Blue Apron Meals
Last week we received a complimentary package from Blue Apron–and we loved it! The nicely packed package contained the ingredients to prepare 3 meals: Shiro Miso Soba Noodles, Butternut Squash & Kale Minestrone, and Roasted Cauliflower Steaks with Einkorn and Crispy Sage. All the ingredients arrived unharmed and they remained fresh until we used them–which was within 5 days.
Here is the Shiro Miso Soba Noodles dish that we prepared. It included a green we never tried before: yu choy. In fact, one of our favorite things about Blue Apron is that it encourages us to try new ingredients. We enjoyed this dish. The adjustments we made were we sautéed with water instead of oil and we omitted the eggs. (To read about how we saute with water, click here). The recipe was meant to serve 2 people, but we actually had 4 servings from it. Marc and I each had a plate for dinner, I had a bowl the next day for lunch, and our son took a tupperware container of it back to Ann Arbor for our daughter.
Saturday we prepared the Butternut Squash & Kale Minestrone with Horseradish Gremolata and Toast. Our modifications to make this vegan included simply omitting the parmesan cheese. We sprinkled on our own homemade vegan “parmesan” topping–click here for recipe. Our son, Mark, was home from college this past weekend, so I added a can of diced tomatoes to the soup to make it go farther. And, as usual, instead of sauteing with oil, we used water.
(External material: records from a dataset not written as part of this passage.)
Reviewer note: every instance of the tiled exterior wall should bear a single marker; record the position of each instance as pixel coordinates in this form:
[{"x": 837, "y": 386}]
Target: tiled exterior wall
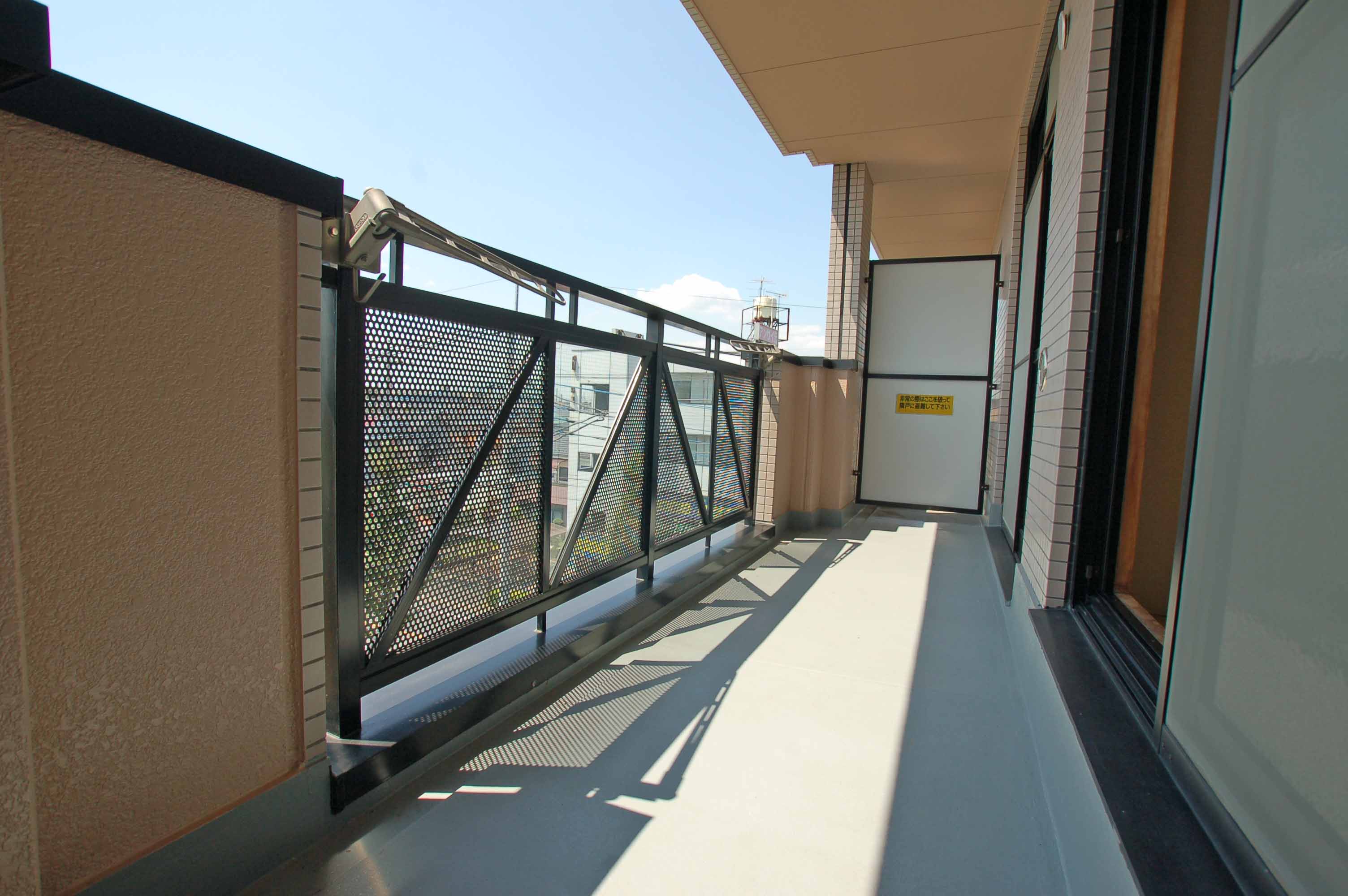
[
  {"x": 309, "y": 384},
  {"x": 850, "y": 259},
  {"x": 1009, "y": 247},
  {"x": 1069, "y": 274}
]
We use oil sparingly. We have found that an easy way to reduce the amount of oil we consume is by sautéing with water or vegetable broth instead. (Oil damages the endothelial lining of blood vessels–any oil, even olive oil and coconut oil. For more information from reliable doctors about this issue, click here). Cannellini beans made this soup filling and its rustic nature was perfect for a cold Michigan afternoon. We enjoyed 4 large servings from this recipe.
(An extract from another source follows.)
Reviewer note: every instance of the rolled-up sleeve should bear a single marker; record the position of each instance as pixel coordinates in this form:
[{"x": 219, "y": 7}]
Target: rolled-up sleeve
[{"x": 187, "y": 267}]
Monday I made the third meal from Blue Apron: Roasted Cauliflower Steaks with Einkorn and Crispy Sage. Wow! This was our favorite meal of the week because it was filling and flavorful. The einkorn was combined with lemon zest and diced Granny Smith apple which combined nicely with the earthy sage and sweet roasted cauliflower. This recipe was accurate in that it did provide 2 large servings. In preparing this dish, we once again omitted the fat–the olive oil and butter– and used water instead.
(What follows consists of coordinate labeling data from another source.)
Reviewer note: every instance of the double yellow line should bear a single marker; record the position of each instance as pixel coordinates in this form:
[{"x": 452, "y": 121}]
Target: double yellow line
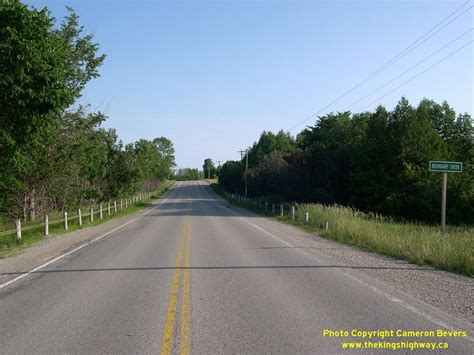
[{"x": 183, "y": 259}]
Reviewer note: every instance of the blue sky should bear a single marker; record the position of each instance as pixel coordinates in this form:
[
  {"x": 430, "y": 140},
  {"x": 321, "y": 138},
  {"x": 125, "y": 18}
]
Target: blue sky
[{"x": 212, "y": 75}]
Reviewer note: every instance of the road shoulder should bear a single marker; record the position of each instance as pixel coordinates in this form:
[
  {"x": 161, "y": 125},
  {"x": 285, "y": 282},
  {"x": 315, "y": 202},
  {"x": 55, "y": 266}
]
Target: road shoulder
[{"x": 51, "y": 248}]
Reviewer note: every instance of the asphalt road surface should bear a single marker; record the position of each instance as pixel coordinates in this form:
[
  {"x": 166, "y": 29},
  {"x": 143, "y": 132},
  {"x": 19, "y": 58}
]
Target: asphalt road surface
[{"x": 194, "y": 275}]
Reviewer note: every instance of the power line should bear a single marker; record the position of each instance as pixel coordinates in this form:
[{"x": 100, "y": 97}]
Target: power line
[
  {"x": 411, "y": 68},
  {"x": 420, "y": 73},
  {"x": 423, "y": 38}
]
These meals from Blue Apron were convenient, tasty, and a good value. We had ten meals from this package. We appreciated the fresh herbs that Blue Apron provided. We don’t often buy fresh herbs because they often go to waste as only a little is needed for recipes. With this service, you get just the right amount with no waste, and fresh herbs add so much more flavor than dried herbs. We also like the new foods we tried–yu choy and einkorn. We will definitely order from Blue Apron again!